How Do They Feel?
- Helpless, Hopeless, Defenseless, and Powerless. They were emotionally trained to give up because they were stuck in circumstances that seemingly had no chance of change. They now gravitate to people who seem to have it all together and who will make decisions for them because they feel unable to cope with life’s complexities. They grow up with little or no confidence in their own decision-making skills. When asked to draw pictures, some abused children show themselves with no arms or legs – helpless in life.
- Self Blame and Body Shame. Children will blame themselves for a divorce, death, accident, and mostly everything. They blame themselves for this, as well. They think that this was their fault. Add in the fact that their offender (when finally confronted) will typically shift the blame onto them, causing even greater anger and rage as an adult. They want to look as bad outwardly as they feel inwardly. Looks don’t matter. As a result, they can engage in lifestyles of self-destructive or self- deprecating behavior.
- Frigidity or Promiscuity. Some become physically unaffectionate towards everyone (including their spouse or children) and they definitely don’t want to look or act feminine whatsoever in the future. On the other extreme, some have learned that their body can be a very powerful tool in getting them whatever they want. And some just want to feel loved, because it’s the one feeling they didn’t have.
- Anger and Personality Disorders. Many become a walking time bomb with such suppressed emotions that can be triggered by the smallest of items in life. A strong dominant male reminds them of their molester or abuser. A weak dependant female reminds her of their mother who did nothing when told. Sometimes, they literally create another personality in order to handle the pain that they can’t endure.
What Not To Do
- Don’t lightly use words like “letting Him come into your life” or “giving your body as a living sacrifice” or “trusting your heavenly Father” or “being used by God”. These offers can mean totally different things to a girl or woman, man or boy who has been sexually molested or abused. They will think of sexual, not spiritual.
- Don’t quickly criticize the sexual offender/family member in the presence of the child. It’s a very complex emotion in which she can still feel responsible; sometimes, she feels like she is the one being criticized.
- Don’t recite verses like Genesis 50:20 and Romans 8:28 about “God using evil for good and working all things together for good”. In time, God will hopefully allow her to see that liberating fact in due time but don't say that, at first.

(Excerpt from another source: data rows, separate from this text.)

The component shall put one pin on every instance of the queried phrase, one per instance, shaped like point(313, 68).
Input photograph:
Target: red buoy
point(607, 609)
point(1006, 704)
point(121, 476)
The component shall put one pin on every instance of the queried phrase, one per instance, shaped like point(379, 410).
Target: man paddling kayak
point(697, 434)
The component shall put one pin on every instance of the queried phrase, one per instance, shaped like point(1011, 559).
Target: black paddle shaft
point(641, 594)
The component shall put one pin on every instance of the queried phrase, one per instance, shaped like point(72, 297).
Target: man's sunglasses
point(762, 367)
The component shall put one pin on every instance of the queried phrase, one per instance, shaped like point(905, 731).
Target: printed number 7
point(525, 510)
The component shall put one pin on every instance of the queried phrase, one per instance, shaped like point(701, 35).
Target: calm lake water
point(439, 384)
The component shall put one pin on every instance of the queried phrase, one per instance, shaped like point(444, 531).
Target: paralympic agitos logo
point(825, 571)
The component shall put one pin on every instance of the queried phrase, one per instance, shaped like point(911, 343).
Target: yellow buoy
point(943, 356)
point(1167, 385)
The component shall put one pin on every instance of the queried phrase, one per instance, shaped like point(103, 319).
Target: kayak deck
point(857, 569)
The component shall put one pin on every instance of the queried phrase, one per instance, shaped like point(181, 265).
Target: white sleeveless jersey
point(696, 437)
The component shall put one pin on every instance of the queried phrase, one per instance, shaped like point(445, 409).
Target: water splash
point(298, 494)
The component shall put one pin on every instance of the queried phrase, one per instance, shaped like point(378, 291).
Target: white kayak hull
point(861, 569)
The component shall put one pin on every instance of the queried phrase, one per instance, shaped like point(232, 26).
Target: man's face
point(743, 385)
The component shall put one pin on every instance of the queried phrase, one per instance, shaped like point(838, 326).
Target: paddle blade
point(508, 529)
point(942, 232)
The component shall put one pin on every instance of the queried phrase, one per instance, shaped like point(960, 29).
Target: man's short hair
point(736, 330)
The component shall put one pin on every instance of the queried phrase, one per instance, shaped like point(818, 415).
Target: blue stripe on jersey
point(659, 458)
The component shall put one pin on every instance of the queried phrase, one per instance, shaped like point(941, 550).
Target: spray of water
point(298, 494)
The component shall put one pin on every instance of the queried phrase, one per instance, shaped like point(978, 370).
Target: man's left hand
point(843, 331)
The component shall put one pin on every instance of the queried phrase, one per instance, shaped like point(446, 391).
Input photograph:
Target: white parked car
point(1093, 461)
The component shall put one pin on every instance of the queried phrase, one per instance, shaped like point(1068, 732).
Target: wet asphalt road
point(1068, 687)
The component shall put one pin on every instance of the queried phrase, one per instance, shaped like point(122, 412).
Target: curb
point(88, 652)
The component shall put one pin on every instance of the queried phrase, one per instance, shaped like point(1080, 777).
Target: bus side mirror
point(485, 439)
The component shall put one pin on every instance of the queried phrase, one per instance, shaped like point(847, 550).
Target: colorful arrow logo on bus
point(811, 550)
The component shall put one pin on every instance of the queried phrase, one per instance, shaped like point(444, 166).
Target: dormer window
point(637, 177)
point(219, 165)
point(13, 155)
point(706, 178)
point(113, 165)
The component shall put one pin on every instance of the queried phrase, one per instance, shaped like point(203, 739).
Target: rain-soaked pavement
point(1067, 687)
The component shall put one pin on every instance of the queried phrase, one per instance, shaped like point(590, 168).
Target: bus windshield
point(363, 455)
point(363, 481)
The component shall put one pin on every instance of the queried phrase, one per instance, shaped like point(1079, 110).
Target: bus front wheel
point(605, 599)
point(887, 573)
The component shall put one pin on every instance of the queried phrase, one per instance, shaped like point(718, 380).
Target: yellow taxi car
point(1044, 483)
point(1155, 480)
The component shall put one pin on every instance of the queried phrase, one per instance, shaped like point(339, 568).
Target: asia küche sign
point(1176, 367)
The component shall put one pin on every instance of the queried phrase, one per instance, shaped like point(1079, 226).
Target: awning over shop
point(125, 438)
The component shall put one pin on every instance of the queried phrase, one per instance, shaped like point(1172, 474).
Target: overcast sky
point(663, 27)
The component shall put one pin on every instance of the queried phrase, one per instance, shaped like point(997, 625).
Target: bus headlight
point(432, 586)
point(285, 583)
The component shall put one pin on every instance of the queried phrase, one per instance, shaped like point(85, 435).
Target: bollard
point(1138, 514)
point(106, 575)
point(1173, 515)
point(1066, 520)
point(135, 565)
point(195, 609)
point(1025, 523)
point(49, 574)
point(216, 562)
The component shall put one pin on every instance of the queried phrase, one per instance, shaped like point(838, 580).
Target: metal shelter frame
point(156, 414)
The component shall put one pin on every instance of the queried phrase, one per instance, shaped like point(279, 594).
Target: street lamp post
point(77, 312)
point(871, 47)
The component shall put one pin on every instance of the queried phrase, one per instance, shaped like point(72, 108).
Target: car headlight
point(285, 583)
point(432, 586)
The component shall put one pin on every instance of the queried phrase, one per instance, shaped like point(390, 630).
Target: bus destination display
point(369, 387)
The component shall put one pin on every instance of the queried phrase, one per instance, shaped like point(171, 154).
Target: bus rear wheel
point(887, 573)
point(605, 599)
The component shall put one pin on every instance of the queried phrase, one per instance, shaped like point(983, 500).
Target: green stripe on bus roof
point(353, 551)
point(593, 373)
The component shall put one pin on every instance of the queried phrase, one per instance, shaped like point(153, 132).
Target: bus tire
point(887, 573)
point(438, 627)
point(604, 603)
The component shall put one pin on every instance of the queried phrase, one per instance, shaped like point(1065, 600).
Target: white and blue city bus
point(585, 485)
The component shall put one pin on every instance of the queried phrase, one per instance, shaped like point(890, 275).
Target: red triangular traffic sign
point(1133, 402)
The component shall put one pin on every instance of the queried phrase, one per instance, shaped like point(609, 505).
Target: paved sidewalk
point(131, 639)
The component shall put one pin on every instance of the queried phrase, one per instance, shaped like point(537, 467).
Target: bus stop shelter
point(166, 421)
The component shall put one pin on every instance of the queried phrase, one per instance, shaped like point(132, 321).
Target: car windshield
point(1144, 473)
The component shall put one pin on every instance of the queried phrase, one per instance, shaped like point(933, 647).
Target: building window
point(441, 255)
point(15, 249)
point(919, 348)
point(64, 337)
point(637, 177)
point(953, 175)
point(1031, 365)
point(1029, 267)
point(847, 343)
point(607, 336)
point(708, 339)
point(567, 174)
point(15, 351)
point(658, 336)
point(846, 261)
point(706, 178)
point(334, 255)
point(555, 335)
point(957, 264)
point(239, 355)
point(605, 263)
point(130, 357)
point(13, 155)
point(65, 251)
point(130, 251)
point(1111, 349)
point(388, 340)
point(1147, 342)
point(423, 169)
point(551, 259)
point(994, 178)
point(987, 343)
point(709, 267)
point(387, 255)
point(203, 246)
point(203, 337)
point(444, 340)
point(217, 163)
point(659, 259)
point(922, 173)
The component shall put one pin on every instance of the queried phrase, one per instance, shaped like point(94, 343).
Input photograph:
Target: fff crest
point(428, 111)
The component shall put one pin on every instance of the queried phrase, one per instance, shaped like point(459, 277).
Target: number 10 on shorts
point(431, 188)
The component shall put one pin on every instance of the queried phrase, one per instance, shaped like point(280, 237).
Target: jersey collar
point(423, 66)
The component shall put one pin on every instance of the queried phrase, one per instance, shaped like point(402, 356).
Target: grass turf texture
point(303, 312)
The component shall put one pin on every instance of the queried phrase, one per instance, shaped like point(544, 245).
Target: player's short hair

- Don’t insist that she or he should immediately forgive the man who sexually molested or abused her or him. Again, timing is everything. Imagine your insisting that a beginning diver do back flips on the diving board on their very first attempt?
Scriptures to Know
- Fathers who exasperate and provoke their children to anger (Ephesians 6:1-4; Colossians 3:21).
- The long term effects of the sins of the fathers (Exodus 34:7; Lev. 26:39; Numbers 14:18,33; Jer.32:18).
- The Corinthian church response to incest/abuse in their midst, before and after (1 Cor. 5; 2 Cor.2).
- People who are masquerading as “servants of righteousness” ( 2 Cor.11: 1-15 and Matthew 23).
- The stories of Lot with his two daughters (Genesis 19) with the admonition in Leviticus 18:17.
- Exposing and rebuking sin when found (1 Tim.5:20; 2 Tim.4:2; Titus 2:15; 3:10; Eph. 5:11; Luke 17:3). Sometimes, speaking up is the right thing to do – even when authorities tell you not to (Act 4:1-20).
- The gentle ministry of Jesus especially to children could be used as a background to segue into this.
- The subtle and seductive lies and tricks of Satan (Gen. 3; 4-5; John 8:44) can be used as introduction.